A Permeability Engine (v1)

A maintenance protocol for keeping systems alive.

This is not a framework for optimisation. It does not define values, outcomes, or success. Its role is narrower and more fragile: to help notice when a system is transitioning — and when it is quietly closing.

Systems rarely fail outright. They more often lose permeability. They continue to function, produce, and circulate — but nothing genuinely new can enter. The boundary between death and transition is often invisible until it's too late to choose.

"The art of living well and the art of dying well are one."
— Epicurus

A Permeability Engine

A maintenance protocol for keeping systems alive v1 — provisional

Purpose

A lightweight practice for maintaining openness. Not optimisation. Not values. Just noticing.

"To help notice when a system is transitioning — and when it is quietly closing."

Death vs Transition

Systems rarely fail outright. They lose permeability. They continue to function, but nothing new can enter.

Signs: fluent explanation, protected elegance, diminishing surprise

The Core Distinction

Death is loss of permeability.

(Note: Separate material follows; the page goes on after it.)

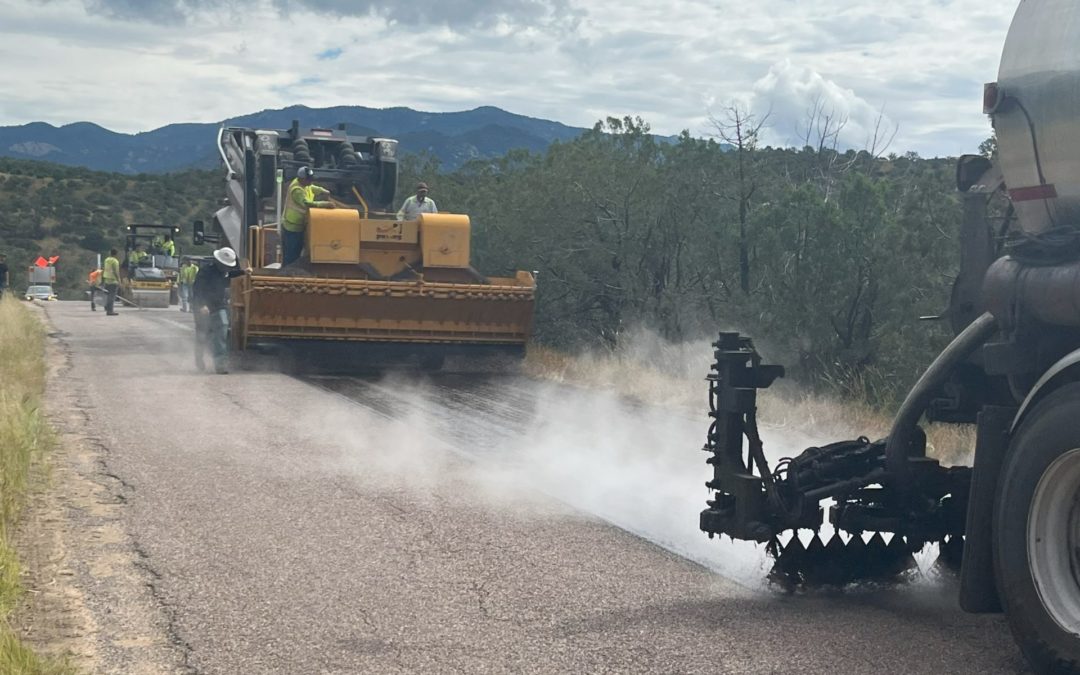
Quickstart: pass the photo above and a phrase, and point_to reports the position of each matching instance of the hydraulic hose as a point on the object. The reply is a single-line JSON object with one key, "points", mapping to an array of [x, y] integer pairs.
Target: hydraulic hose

Transition is phase change. The goal is to avoid false continuity.

Transition is uncomfortable before it is legible.

State: Emergence

Questions outnumber structures. Language is unstable. Energy comes from curiosity.

Rule: Do not optimise.

State: Articulation

Structures stabilise. Language coheres. Energy comes from clarity.

Rule: Do not explain everything. Leave gaps.

State: Custodianship

Structures repeat. Language circulates without you. Energy comes from maintenance.

Rule: Introduce a constraint you did not choose.

A Diagnostic Question

Run this occasionally, without justification: What part of this system would I currently defend if challenged?

If there is a clear answer, that element marks the leading edge of possible closure.

The X-Slot

Every system contains one explicit refusal. Define it negatively: "This system refuses to stabilise around ______."

Examples: usefulness, consensus, legibility, synchronisation, completion

Controlled Decay

Once per cycle: identify the most elegant element. Remove it temporarily. Observe what happens.

If nothing interesting happens, the system was already brittle.

What This Is Not

Not a manifesto. Not a value system. Not a guarantee. Not an optimisation loop.

It is a maintenance protocol for openness.

A Closing Note

A system that tries to live forever becomes irresponsible. A system that knows how it can die remains accountable.

This document exists to support that awareness.